2021 film directed by Rawindra Pulle

Ardha Shathabdam is a 2021 Indian Telugu-language social drama film written and directed by debutant Rawindra Pulle. Produced by Chitti Kiran Ramoju and Radhakrishna Telu, the film starred Karthik Rathnam, Naveen Chandra, Krishna Priya and Suhas in prominent roles.

It premiered on 11 June 2021 on Aha. The film is set in 2003 and based on the caste system in India.

== Plot ==
The story revolves around Krishna (Karthik Rathnam), a young man from a lower caste who works as an electrician and dreams of a better future, possibly in Dubai. He has a long-standing, one-sided love for Pushpa (Krishna Priya), the daughter of a prominent figure and former Naxalite leader, Ramanna (Sai Kumar), from a higher caste.

After years of quiet affection, Krishna decides to express his love before he leaves for a job in Dubai. A seemingly simple act or a misunderstanding related to his declaration of love inadvertently triggers a massive conflict.

The personal pursuit of love quickly escalates into full-blown communal clashes and riots across the village. The existing, deep-seated caste divisions and political rivalries, often fueled by local politicians and powerful figures (like Subhalekha Sudhakar's character), come to the forefront, leading to widespread chaos, violence, and loss of life. The film highlights how the "unwritten constitution" of caste in the village overrides formal legal frameworks.

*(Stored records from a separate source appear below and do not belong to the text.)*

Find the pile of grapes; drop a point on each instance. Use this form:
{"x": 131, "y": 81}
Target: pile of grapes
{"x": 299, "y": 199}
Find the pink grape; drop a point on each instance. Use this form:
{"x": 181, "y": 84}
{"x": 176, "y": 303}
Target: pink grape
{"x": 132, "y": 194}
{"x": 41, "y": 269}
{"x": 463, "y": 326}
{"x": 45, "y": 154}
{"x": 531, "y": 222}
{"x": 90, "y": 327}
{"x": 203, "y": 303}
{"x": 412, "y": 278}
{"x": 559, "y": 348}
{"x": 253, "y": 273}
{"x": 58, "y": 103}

The situation spirals out of control, dragging the families of both Krishna and Pushpa, as well as the police, into the mess. Ramanna, a man caught between his personal ideology against the caste system and his own casteist background, struggles with the fallout. The story culminates in tragedy, where Pushpa becomes a victim of an honor killing, emphasizing the brutal and irreversible consequences of defying the rigid caste boundaries in rural India. Krishna is left to deal with the devastating aftermath of his actions amid the widespread disorder.

== Production ==
Principal photography of the film began in 2019. Most of the scenes were shot in Nirmal, Telangana.

== Music ==

The lyrical version of "Arey Meriseyle Meriseyle", sung by Shankar Mahadevan, was released on 5 June 2021. The song "Errani Sooreede" was released on 12 March 2021.

Original Motion Picture Soundtrack
| No. | Title | Lyrics | Singer(s) | Length |
|---|---|---|---|---|
| 1. | "Arey Meriseyle Meriseyle" | Rahman | Shankar Mahadevan | 5:15 |
| 2. | "Raye Vennalamma Raye" | Rahman | Sakthi Loganathan | 3:07 |
| 3. | "Kalam Adigey Manishante Evaru" | Rahman | Anurag Kulkarni | 4:46 |
| 4. | "Ye Kannulu Choodani" | Lakshmi Priyanka | Sid Sriram | 4:54 |
| 5. | "Errani Sooreede" | Rahman | Mohana Bhogaraju | 3:52 |
| 6. | "Nee Premaney" |  | Anthony Daasan | 2:37 |
| Total length: |  |  |  | 22:23 |

== Release ==
The film was earlier scheduled for a theatrical release. But, it was then decided to release on Aha on 26 March 2021. Due to some production issues, it was again rescheduled, and a new release date was announced as 11 June 2021.

== Reception ==
Sravan Vanaparthy of The Times of India, rated the film 2.5/5 and opined that the film could not reach its potential due to lackluster screenplay. On performances, Vanaparthy stated: "While both the leads Karthik and Priya deliver a great performance, it does not make up for the weak storyline. Naveen Chandra’s character as a trigger-happy police officer leaves him with little scope to perform," while praising the production values. Cinema Express critic Ram Venkat Srikar who gave the film 1.5 stars out of 5 felt that though the film was well-intentioned, it misfired due to poor execution.

A reviewer from Eenadu wrote, "While the storyline chosen by the director is laudable, they faltered in showing it strongly [sic]." Anji Shetty of Sakshi who granted the film 2.5 stars out of 5 and echoed the same. Shetty appreciated the performances of the leads and music while pointing out screenplay as its weak point.

A critic of LetsOTT gave a rating of 3 out of 5 and appreciated the performances done by various actors and the direction.